The iShares S&P National AMT-Free Municipal Bond Fund traded 0.46 percent below its net asset value Dec. 14, data compiled by Bloomberg show. The last time the price dipped below that was July 16. The fund declined almost 2 percent to $111.05 last week. It was $110.92 per share at 10:35 a.m. in New York today, the lowest since Sept. 18.
The price drop in the fund, which has $3.5 billion of assets, reflects an increase in state and local borrowing that overwhelmed demand in the $3.7 trillion municipal-bond market, pushing up interest rates.
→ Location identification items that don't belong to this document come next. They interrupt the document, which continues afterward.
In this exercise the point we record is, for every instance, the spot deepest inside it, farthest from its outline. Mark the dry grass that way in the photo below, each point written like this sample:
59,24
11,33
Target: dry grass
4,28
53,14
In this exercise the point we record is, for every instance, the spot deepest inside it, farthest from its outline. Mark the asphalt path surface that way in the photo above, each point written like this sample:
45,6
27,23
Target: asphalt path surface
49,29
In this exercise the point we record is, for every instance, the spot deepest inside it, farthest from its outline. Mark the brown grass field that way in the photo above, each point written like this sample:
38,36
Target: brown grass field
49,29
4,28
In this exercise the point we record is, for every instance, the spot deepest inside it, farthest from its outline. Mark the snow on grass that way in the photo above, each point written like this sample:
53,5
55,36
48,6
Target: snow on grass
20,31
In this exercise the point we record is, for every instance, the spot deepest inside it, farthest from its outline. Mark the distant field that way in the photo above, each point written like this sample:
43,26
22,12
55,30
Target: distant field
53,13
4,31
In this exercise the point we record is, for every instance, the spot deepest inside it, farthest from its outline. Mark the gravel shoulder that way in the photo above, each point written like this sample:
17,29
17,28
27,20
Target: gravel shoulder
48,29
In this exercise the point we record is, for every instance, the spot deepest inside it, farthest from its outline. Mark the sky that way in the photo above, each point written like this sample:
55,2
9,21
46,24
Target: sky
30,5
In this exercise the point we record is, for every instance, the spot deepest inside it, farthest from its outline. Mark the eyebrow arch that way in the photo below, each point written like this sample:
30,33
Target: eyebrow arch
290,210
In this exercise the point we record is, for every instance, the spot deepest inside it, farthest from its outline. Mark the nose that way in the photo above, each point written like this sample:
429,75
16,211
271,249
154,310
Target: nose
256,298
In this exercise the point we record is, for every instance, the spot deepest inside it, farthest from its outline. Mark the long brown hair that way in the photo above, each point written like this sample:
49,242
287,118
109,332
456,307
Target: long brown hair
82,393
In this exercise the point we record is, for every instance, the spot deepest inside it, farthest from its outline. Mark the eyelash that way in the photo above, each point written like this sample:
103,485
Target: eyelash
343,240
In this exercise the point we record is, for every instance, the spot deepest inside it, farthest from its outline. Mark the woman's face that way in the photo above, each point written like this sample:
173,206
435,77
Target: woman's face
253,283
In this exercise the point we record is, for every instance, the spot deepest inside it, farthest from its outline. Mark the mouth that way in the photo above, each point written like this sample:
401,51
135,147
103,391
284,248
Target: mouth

Yields on an index of 10-year benchmark municipals rose 0.22 percentage point to 1.6 percent last week, the highest since Nov. 7, according to Bloomberg data. Issuers from California to New York in the past two weeks issued about $20 billion of long-term debt, the busiest period since June, Bloomberg data show.
“It reflected the market’s difficulty in handling the heavy new-issuance calendar,” Matt Fabian, a managing director at Concord, Massachusetts-based Municipal Market Advisors, said in a telephone interview.
Moody’s Investors Service downgraded Puerto Rico to one level above speculative grade last week. Debt sold in the commonwealth is tax-exempt in all states, making it widely held. That action also contributed to the decrease in MUB’s value, Fabian said.
“General muni-market performance is inordinately dependent on Puerto Rico,” Fabian said.